И он объяснил мне все про земной шар и страны света.
— Если есть Северный полюс и Южный, то почему нет Западного?
Он объяснил и это.
— А где Восток начинается?
— В Брашшо, сразу за Черной церковью [6]. Там кончается готика.
— А где начинается Юг?
— В тебе. Взгляни в сторону Южного полюса и сразу почувствуешь.
— А это не субъективный идеализм? — спросила я. — Даже не знаю, как этот вопрос мог прийти мне в голову. Философ от изумления выронил из рук ведро, которое с грохотом покатилось в овраг, подпрыгивая на обросших мхом шаровидных доисторических валунах. — Воспользовавшись его удивлением, я снова спросила:
— А ты мог бы нарисовать для нас знак, указывающий путь на Юг?

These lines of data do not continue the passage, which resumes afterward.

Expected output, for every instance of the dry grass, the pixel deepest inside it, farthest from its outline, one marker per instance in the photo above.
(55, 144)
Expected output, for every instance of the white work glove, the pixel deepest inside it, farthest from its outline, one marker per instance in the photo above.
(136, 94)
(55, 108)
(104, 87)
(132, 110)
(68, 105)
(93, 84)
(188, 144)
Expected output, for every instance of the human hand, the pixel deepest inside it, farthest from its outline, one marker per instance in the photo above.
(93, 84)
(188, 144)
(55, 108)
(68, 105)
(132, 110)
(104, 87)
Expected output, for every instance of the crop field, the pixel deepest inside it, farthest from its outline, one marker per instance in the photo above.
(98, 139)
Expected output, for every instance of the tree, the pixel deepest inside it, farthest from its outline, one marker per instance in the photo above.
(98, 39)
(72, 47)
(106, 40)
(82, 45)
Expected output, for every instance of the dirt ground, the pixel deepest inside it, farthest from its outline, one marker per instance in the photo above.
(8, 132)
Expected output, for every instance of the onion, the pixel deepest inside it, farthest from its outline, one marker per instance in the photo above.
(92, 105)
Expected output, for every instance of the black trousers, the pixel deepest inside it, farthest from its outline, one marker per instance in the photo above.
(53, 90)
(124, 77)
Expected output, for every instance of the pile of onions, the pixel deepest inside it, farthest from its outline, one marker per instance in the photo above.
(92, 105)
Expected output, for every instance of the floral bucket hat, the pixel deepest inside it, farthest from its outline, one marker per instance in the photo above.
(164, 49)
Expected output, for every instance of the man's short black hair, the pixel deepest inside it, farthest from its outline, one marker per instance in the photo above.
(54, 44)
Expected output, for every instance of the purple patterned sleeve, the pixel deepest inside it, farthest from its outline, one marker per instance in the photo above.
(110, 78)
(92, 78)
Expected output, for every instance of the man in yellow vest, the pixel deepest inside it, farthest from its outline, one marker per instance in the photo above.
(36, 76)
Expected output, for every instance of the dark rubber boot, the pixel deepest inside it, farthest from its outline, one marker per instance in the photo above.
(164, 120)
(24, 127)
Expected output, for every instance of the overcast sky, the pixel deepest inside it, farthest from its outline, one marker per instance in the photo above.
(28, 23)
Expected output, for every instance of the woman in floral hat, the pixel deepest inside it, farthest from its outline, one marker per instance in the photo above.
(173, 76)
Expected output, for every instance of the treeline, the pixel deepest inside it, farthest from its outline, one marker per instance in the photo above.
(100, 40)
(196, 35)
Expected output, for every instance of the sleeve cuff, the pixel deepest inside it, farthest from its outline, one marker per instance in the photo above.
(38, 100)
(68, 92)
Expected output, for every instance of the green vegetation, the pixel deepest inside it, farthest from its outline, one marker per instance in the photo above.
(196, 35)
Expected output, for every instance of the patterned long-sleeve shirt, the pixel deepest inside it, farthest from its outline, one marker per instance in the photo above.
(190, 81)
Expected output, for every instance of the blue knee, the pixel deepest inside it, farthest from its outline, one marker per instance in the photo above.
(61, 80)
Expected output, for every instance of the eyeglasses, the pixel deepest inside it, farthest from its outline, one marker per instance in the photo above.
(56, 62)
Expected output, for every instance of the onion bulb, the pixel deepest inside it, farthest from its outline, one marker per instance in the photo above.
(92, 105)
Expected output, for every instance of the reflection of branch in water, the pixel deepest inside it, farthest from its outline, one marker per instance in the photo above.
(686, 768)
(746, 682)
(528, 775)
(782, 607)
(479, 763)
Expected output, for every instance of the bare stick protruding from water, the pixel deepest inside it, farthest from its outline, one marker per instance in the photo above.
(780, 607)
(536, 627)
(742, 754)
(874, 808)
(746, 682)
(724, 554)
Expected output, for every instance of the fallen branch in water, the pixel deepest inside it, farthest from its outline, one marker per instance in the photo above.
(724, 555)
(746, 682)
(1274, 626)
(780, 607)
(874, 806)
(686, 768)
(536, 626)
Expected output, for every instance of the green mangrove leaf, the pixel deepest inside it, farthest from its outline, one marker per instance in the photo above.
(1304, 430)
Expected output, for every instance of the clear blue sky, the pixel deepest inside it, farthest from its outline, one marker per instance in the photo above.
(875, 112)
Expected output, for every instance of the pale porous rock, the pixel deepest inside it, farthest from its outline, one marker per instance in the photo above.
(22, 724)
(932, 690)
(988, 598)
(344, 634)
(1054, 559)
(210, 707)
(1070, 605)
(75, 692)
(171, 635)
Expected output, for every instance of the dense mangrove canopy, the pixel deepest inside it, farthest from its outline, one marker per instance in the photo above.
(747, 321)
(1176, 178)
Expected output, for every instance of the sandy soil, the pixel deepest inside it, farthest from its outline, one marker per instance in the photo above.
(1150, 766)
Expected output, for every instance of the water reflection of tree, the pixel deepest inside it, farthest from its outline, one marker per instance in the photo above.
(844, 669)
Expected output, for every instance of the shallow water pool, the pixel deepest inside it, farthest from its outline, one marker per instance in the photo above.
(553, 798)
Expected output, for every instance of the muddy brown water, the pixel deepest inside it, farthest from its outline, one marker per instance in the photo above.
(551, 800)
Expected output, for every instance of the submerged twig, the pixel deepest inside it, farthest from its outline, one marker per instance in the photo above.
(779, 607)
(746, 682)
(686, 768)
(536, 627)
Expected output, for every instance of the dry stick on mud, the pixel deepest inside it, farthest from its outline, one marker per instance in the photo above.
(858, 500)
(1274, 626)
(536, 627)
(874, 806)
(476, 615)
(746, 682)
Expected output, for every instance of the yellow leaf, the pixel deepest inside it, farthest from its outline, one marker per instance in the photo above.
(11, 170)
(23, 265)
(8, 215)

— Разумеется. А что он должен изображать?
— Бегущую ногу.
— Я прочту вам статью из газеты недельной давности, — с такими словами я обратилась сегодня к стае. — Эту четвертушку газеты я нашла на скамейке у караульни. Вот послушайте, что здесь пишут:
Из этих краев двинулись в путь не только перелетные, но и все прочие птицы, и вся четвероногая живность бежит отсюда, куда глаза глядят. Сперва отправились ласточки, затем аисты, дикие гуси, дикие свиньи, дикие кошки, дикие козы и дикие жабы… БУКВАЛЬНО ВСЕ! Зубры и ежи, лошади и собаки, коровы и куры… Все живое спасается бегством.

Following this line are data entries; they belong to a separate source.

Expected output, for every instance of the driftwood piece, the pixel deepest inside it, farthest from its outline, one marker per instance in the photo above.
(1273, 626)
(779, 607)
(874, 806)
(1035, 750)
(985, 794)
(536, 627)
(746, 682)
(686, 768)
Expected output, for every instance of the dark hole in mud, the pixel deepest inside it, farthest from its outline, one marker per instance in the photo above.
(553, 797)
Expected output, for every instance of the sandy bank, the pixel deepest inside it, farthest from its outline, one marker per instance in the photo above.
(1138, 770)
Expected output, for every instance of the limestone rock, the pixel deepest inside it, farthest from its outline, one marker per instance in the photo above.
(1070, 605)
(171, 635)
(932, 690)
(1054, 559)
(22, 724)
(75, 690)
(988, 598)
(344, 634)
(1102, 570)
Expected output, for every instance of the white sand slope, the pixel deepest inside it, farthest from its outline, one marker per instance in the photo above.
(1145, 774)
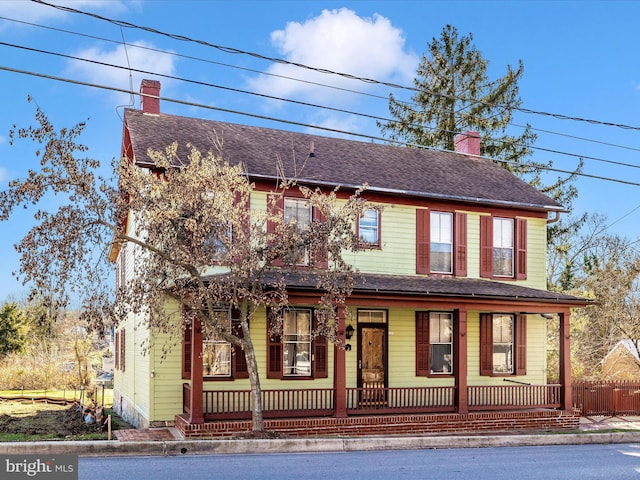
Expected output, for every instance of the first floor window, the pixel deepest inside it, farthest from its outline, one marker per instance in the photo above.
(292, 349)
(440, 343)
(369, 228)
(434, 343)
(296, 342)
(216, 351)
(503, 343)
(220, 359)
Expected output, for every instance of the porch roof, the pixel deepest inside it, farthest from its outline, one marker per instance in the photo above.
(437, 287)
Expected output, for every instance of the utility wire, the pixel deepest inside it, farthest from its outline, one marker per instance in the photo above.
(299, 80)
(300, 124)
(236, 51)
(270, 97)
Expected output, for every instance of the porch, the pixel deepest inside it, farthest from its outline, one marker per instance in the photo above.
(385, 411)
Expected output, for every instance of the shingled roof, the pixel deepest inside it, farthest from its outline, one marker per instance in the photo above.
(339, 162)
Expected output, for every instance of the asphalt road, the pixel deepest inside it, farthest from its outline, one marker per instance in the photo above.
(566, 462)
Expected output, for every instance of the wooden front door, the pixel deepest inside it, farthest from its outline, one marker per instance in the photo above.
(372, 362)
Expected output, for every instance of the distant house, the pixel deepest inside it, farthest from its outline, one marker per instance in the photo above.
(450, 312)
(622, 362)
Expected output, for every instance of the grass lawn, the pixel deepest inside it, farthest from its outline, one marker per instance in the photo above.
(102, 396)
(22, 421)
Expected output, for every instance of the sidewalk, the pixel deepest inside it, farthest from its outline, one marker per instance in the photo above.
(166, 441)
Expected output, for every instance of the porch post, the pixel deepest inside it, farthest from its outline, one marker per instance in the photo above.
(195, 416)
(339, 369)
(461, 400)
(565, 361)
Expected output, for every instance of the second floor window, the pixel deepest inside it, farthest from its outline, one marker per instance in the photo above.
(503, 247)
(441, 242)
(369, 228)
(441, 249)
(297, 212)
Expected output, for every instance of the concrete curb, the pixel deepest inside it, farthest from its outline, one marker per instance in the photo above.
(299, 445)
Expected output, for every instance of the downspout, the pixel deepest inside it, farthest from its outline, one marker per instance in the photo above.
(554, 219)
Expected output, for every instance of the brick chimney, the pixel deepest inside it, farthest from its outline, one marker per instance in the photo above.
(469, 143)
(150, 96)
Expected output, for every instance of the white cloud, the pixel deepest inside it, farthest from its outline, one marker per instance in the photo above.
(28, 11)
(340, 41)
(138, 55)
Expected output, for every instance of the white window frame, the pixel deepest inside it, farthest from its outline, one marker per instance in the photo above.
(217, 352)
(369, 227)
(297, 205)
(372, 316)
(503, 348)
(296, 346)
(441, 235)
(503, 247)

Ученые недоумевают, не зная, как объяснить это необычное явление.
— Это все, — закончила я.
— А где это происходило? — без особого любопытства спросил Недомерок.
— Где-то здесь, — ответила я.
— Ну а все же?
— В Румынии.
У дедушки Петике, двухметрового роста аптекаря, посаженная на широченные плечи голова сильно вытянута вперед, как у коршуна или черепахи, вот почему за глаза его и называют — папаша Галапагос (Рèге Galapagos).